JC Denton and later Human Revolution protagonist Adam Jensen have sometimes been compared by critics due to their similarities. Robert Zak of PCGamesN stated that, while he believed that Denton and Jensen were similar at first, both being "mild rip-offs of Neo from The Matrix", upon replaying Deus Ex, he realized there was more to Denton than he had remembered. Calling JC a "bloody joker" and "an embodiment of action hero one-liner cheekiness who lightens the tone of a game at just the right moments", he cited witty retorts made by Denton to the leader of the NSF and fellow agent Anna Navarre. Explaining that Denton had "likeable brashness", Zak called him "a bit of a dick, but in an irreverent way", noting that the game had not, like its successors, tried to take its "crackpot" narratives overly seriously. In contrast, he described Jensen's dialog as full of "awkwardly written earnestness". While Rock Paper Shotguns Alec Meer called Denton the "blankest of blank characters", he stated that Denton's motivations and dynamics were still better than Jensen's, due to the supporting characters surrounding him such as Paul Denton.

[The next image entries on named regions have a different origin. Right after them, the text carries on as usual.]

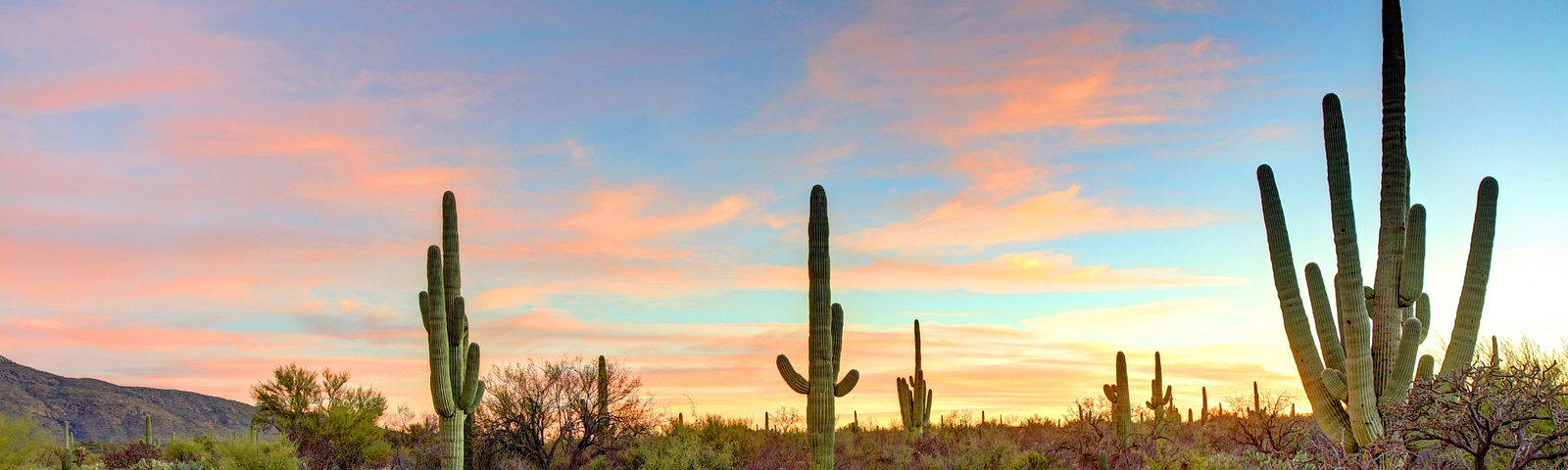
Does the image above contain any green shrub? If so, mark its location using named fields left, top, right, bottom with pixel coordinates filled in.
left=163, top=436, right=214, bottom=462
left=202, top=436, right=304, bottom=470
left=627, top=433, right=735, bottom=470
left=0, top=413, right=58, bottom=470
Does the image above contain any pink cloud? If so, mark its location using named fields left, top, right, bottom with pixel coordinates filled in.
left=560, top=186, right=747, bottom=241
left=5, top=69, right=218, bottom=112
left=834, top=251, right=1241, bottom=293
left=845, top=144, right=1218, bottom=251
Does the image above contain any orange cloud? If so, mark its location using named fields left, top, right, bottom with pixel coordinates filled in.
left=833, top=251, right=1241, bottom=293
left=847, top=146, right=1217, bottom=251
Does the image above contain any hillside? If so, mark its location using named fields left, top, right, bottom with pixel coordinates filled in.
left=0, top=357, right=254, bottom=442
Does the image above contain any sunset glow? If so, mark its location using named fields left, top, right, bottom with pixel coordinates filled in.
left=0, top=0, right=1568, bottom=423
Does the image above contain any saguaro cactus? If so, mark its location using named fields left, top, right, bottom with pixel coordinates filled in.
left=778, top=185, right=860, bottom=470
left=1143, top=351, right=1174, bottom=421
left=1103, top=351, right=1132, bottom=441
left=899, top=319, right=935, bottom=436
left=418, top=191, right=484, bottom=470
left=60, top=421, right=76, bottom=470
left=594, top=355, right=610, bottom=429
left=1257, top=0, right=1497, bottom=448
left=1198, top=387, right=1209, bottom=426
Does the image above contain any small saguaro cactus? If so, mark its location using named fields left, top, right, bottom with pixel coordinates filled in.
left=1143, top=351, right=1174, bottom=421
left=1198, top=387, right=1209, bottom=426
left=776, top=185, right=860, bottom=470
left=1257, top=0, right=1497, bottom=449
left=594, top=355, right=610, bottom=429
left=60, top=421, right=76, bottom=470
left=1103, top=351, right=1132, bottom=441
left=899, top=319, right=935, bottom=436
left=418, top=191, right=484, bottom=470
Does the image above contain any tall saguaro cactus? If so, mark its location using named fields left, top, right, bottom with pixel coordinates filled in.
left=899, top=319, right=935, bottom=436
left=1143, top=351, right=1174, bottom=421
left=1103, top=351, right=1132, bottom=442
left=1257, top=0, right=1497, bottom=448
left=594, top=355, right=610, bottom=429
left=418, top=191, right=484, bottom=470
left=778, top=185, right=860, bottom=470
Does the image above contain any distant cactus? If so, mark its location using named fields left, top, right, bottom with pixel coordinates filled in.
left=60, top=421, right=76, bottom=470
left=1143, top=351, right=1179, bottom=420
left=1198, top=387, right=1209, bottom=426
left=899, top=319, right=935, bottom=436
left=1103, top=351, right=1132, bottom=442
left=594, top=355, right=610, bottom=429
left=1257, top=0, right=1497, bottom=449
left=418, top=191, right=484, bottom=470
left=776, top=185, right=860, bottom=470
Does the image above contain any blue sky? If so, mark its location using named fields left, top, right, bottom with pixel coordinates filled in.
left=0, top=0, right=1568, bottom=417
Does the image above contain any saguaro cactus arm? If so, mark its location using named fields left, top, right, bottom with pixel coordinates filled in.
left=1257, top=162, right=1350, bottom=441
left=1441, top=177, right=1497, bottom=373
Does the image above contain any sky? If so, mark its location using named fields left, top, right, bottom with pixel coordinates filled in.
left=0, top=0, right=1568, bottom=425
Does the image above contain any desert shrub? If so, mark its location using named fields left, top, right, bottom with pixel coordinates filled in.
left=162, top=436, right=214, bottom=462
left=0, top=413, right=58, bottom=470
left=625, top=433, right=735, bottom=470
left=201, top=436, right=304, bottom=470
left=1385, top=335, right=1568, bottom=468
left=251, top=363, right=392, bottom=468
left=104, top=442, right=162, bottom=468
left=473, top=357, right=659, bottom=468
left=1209, top=390, right=1320, bottom=456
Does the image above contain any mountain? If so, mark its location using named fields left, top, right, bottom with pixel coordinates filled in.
left=0, top=357, right=256, bottom=444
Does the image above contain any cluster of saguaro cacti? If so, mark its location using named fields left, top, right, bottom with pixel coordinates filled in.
left=1103, top=351, right=1132, bottom=439
left=899, top=319, right=935, bottom=436
left=778, top=185, right=860, bottom=470
left=1257, top=0, right=1497, bottom=448
left=418, top=191, right=484, bottom=470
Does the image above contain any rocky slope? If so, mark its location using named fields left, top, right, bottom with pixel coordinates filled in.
left=0, top=357, right=254, bottom=444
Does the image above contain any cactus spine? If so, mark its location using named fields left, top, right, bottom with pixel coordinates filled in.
left=776, top=185, right=860, bottom=470
left=418, top=191, right=484, bottom=470
left=1257, top=0, right=1497, bottom=448
left=899, top=319, right=935, bottom=436
left=1103, top=351, right=1132, bottom=441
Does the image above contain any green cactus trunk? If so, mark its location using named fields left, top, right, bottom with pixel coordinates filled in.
left=776, top=185, right=860, bottom=470
left=1143, top=351, right=1179, bottom=423
left=1103, top=351, right=1132, bottom=442
left=594, top=355, right=610, bottom=431
left=60, top=421, right=76, bottom=470
left=1198, top=387, right=1209, bottom=426
left=418, top=191, right=484, bottom=470
left=897, top=319, right=935, bottom=437
left=1257, top=0, right=1497, bottom=449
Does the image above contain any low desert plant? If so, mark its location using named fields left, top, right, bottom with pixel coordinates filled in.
left=0, top=413, right=55, bottom=470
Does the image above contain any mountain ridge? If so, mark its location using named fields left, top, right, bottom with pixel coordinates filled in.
left=0, top=355, right=256, bottom=442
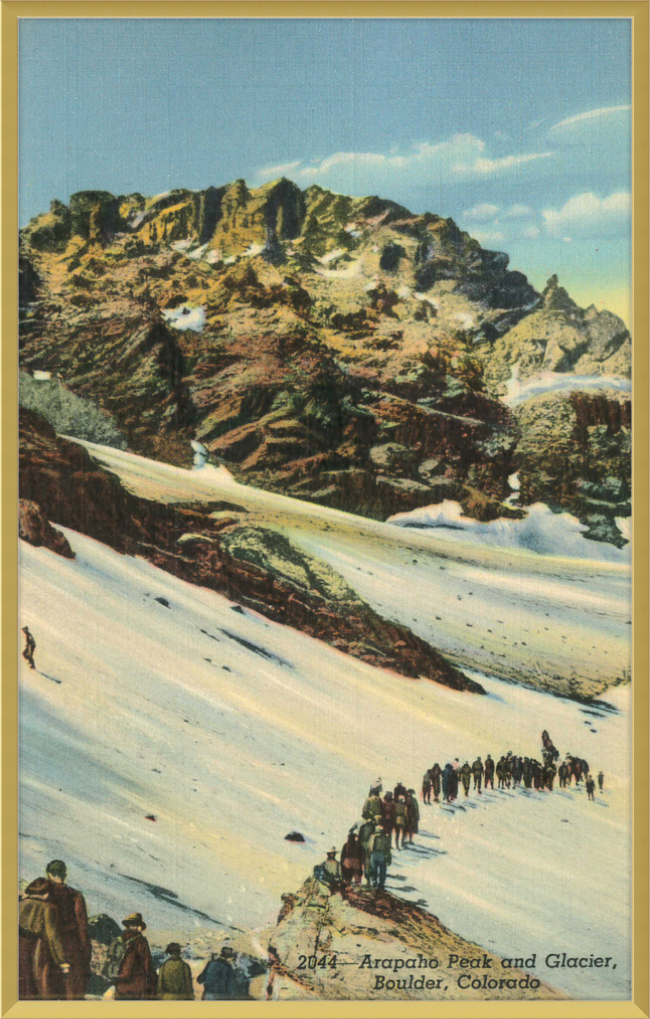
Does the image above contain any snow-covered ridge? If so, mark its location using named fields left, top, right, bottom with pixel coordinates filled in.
left=20, top=530, right=630, bottom=999
left=389, top=497, right=631, bottom=562
left=501, top=366, right=632, bottom=407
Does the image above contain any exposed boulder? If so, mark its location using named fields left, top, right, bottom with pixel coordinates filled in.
left=18, top=499, right=74, bottom=559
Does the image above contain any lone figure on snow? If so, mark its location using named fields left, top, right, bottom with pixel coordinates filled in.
left=22, top=627, right=36, bottom=668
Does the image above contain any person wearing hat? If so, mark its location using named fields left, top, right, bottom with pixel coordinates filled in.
left=18, top=877, right=70, bottom=1001
left=485, top=754, right=497, bottom=792
left=38, top=860, right=92, bottom=1001
left=359, top=817, right=377, bottom=884
left=197, top=946, right=234, bottom=1002
left=22, top=627, right=36, bottom=668
left=472, top=757, right=483, bottom=796
left=115, top=913, right=158, bottom=1002
left=402, top=789, right=420, bottom=847
left=158, top=942, right=195, bottom=1002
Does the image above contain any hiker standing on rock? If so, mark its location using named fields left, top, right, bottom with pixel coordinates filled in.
left=402, top=789, right=420, bottom=846
left=370, top=830, right=392, bottom=890
left=381, top=792, right=395, bottom=839
left=340, top=832, right=364, bottom=884
left=18, top=877, right=70, bottom=1002
left=105, top=913, right=158, bottom=1002
left=22, top=627, right=36, bottom=668
left=430, top=761, right=442, bottom=803
left=158, top=942, right=195, bottom=1002
left=361, top=793, right=382, bottom=821
left=395, top=796, right=407, bottom=849
left=197, top=947, right=234, bottom=1002
left=45, top=860, right=92, bottom=1001
left=359, top=817, right=375, bottom=884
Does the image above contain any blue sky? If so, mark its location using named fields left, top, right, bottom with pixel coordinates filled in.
left=19, top=18, right=631, bottom=321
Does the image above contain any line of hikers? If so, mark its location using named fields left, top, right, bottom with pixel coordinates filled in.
left=314, top=730, right=605, bottom=896
left=422, top=751, right=604, bottom=804
left=18, top=860, right=255, bottom=1001
left=314, top=779, right=420, bottom=895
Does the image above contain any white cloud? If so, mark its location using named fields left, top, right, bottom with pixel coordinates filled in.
left=463, top=202, right=499, bottom=222
left=256, top=133, right=552, bottom=195
left=542, top=192, right=630, bottom=237
left=472, top=230, right=505, bottom=245
left=503, top=204, right=533, bottom=219
left=454, top=152, right=553, bottom=177
left=550, top=106, right=632, bottom=131
left=258, top=159, right=302, bottom=180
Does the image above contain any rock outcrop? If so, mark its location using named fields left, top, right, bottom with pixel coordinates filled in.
left=18, top=499, right=74, bottom=559
left=269, top=878, right=563, bottom=1002
left=20, top=410, right=484, bottom=693
left=20, top=179, right=630, bottom=538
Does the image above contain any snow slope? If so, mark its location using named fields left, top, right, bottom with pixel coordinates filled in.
left=20, top=529, right=630, bottom=999
left=388, top=501, right=631, bottom=562
left=67, top=442, right=632, bottom=689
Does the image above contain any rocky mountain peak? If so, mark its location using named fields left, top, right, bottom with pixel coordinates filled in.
left=542, top=274, right=579, bottom=312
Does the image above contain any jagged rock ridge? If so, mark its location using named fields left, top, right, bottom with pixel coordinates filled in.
left=20, top=179, right=630, bottom=536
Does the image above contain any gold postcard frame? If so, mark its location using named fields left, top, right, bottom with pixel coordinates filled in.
left=0, top=0, right=650, bottom=1019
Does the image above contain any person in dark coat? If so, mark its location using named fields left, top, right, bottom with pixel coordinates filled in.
left=381, top=792, right=395, bottom=839
left=359, top=817, right=376, bottom=884
left=158, top=942, right=195, bottom=1002
left=544, top=763, right=555, bottom=793
left=45, top=860, right=93, bottom=1001
left=340, top=832, right=364, bottom=884
left=405, top=789, right=420, bottom=845
left=370, top=829, right=392, bottom=889
left=361, top=793, right=381, bottom=820
left=197, top=948, right=234, bottom=1002
left=18, top=877, right=69, bottom=1002
left=472, top=757, right=483, bottom=796
left=392, top=782, right=407, bottom=803
left=22, top=627, right=36, bottom=668
left=115, top=913, right=158, bottom=1002
left=485, top=754, right=494, bottom=790
left=430, top=761, right=442, bottom=803
left=395, top=796, right=407, bottom=849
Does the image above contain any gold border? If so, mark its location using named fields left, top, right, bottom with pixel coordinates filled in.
left=0, top=0, right=650, bottom=1019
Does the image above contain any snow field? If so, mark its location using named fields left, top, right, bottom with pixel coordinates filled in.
left=20, top=529, right=630, bottom=999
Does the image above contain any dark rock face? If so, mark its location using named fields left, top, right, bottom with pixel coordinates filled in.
left=20, top=179, right=631, bottom=538
left=20, top=411, right=484, bottom=693
left=18, top=499, right=74, bottom=559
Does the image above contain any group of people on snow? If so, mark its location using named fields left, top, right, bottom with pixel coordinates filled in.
left=314, top=730, right=605, bottom=896
left=314, top=780, right=420, bottom=894
left=422, top=730, right=605, bottom=804
left=18, top=860, right=250, bottom=1001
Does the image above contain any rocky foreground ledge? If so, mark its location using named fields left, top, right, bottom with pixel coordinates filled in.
left=262, top=878, right=564, bottom=1001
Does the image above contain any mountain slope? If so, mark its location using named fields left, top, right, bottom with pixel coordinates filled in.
left=20, top=179, right=630, bottom=536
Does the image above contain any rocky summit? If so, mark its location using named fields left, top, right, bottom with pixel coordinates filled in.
left=20, top=179, right=631, bottom=543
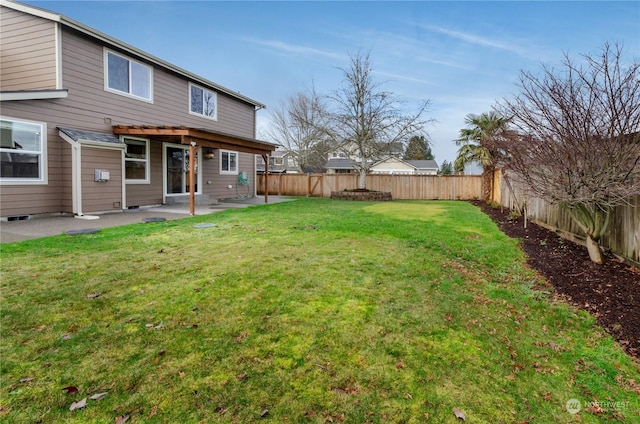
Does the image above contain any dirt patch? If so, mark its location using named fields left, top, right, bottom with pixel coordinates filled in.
left=472, top=202, right=640, bottom=358
left=331, top=189, right=392, bottom=202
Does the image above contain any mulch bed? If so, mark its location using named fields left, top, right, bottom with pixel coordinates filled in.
left=472, top=201, right=640, bottom=358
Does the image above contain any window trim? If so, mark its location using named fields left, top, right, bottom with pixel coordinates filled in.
left=188, top=82, right=218, bottom=121
left=120, top=136, right=151, bottom=184
left=104, top=47, right=153, bottom=103
left=219, top=149, right=240, bottom=175
left=0, top=115, right=49, bottom=185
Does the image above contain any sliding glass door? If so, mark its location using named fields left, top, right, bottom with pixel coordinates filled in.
left=164, top=144, right=200, bottom=196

Kotakus Kirk Hamilton wrote that the player embodied Denton's motivation by pressing the "W" key, allowing him to become either a hero or a monster, while the transformation was depicted via the lens of his brother. Contrasting Denton with Solid Snake, a similar "blank slate" character, he noted that Snake spent the previous decade growing without the player's help.

== Legacy ==
In 2021, a modding team released the Lay D Denton Project, which restored Ion Storm's original vision to have JC Denton be a gender-selectable protagonist, adding a female incarnation of Denton with full voice acting by Karen Rohan that mimicked the original as closely as possible. All references to Denton being male were changed, including splicing the original dialog.